I sort out my options into three categories: What I need to do – What only I can do – What I love to do.
What I need to do
The things that I need to do are the logistics and details of life and work. That’s everything from mowing the lawn to scheduling appointments at the office. I can delegate, train, or pay someone to do most, if not all, of those things. Or, I can learn greater efficiency in doing them. Maybe they don’t need to be done right away.
What only I can do
No one else in the world can do what only I can do in two areas: my person and my position.
My person refers to my personal integrity. As an example, am I open with others, honest, and use information to serve them? Or, am I closed, dishonest, and use information to manipulate others to serve my purposes? While I learn from others how to choose and develop good character traits, they are ultimately my responsibility to achieve and maintain. I can’t borrow someone else’s integrity.
My position is the important place that I occupy in someone else’s life. To my children, I occupy the place of the father, to my grandchildren, the grandfather. To my wife, I am the husband. To the church, I occupy the place of a pastor-trainer. Each place that I occupy has specific responsibilities. While I use the natural talents and spiritual gifts God has given me to fulfill those responsibilities, I also look to others who will partner with me. Some could teach me more knowledge. Others could coach me to hone my skills and abilities. Others could provide a service for which I don’t have the expertise or resources. The point is this: each place that I occupy requires me to be fully engaged and intentional in being what God wants me to be for those under my care. No one else has my unique combination of talents and gifts blended with my experiences, personality, ideology, and culture.
What I love to do
Fly-fishing, exercising, learning, enjoying all aspects of God’s world, and being with good friends: these are among the activities that I especially love. I invite others to enjoy these activities with me, and I know that gives God pleasure.

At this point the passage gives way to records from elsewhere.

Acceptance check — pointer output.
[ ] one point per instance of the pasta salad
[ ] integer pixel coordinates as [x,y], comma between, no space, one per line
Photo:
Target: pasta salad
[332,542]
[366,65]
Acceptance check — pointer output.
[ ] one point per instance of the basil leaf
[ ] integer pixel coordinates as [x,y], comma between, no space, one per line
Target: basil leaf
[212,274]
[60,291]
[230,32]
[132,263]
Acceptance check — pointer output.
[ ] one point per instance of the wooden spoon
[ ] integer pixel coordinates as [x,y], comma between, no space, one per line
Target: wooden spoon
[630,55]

When it comes time for decision-making, I simply ask myself: Do I need to do this? Am I the only one who can do this? Is this what I love? Whether some things stay or go depends on the answer that I give.
Staying focused on the main things
Before I go on, this question can’t be ignored: Are lesser categories active in your life?
- “What I don’t need to do at all.” These are the things you do to look good and/or to please others.
- “What I shouldn’t be doing.” You know certain things are wrong, but you do them, anyway.
Free yourself from these traps as fast as you can.
Train yourself for Godliness.
“Train yourself for godliness,” said Paul to Timothy, his son in the faith.
The essence of godliness is living life as Jesus, who was able to say, “The one who sent me is with me now: the Father has not left me alone for I always do what pleases him.” Jesus was focused. Do likewise. Discipline your will, mind, body, and soul on doing the good things that God planned for you to do and on becoming the good person God made you to be. That’s what really matters.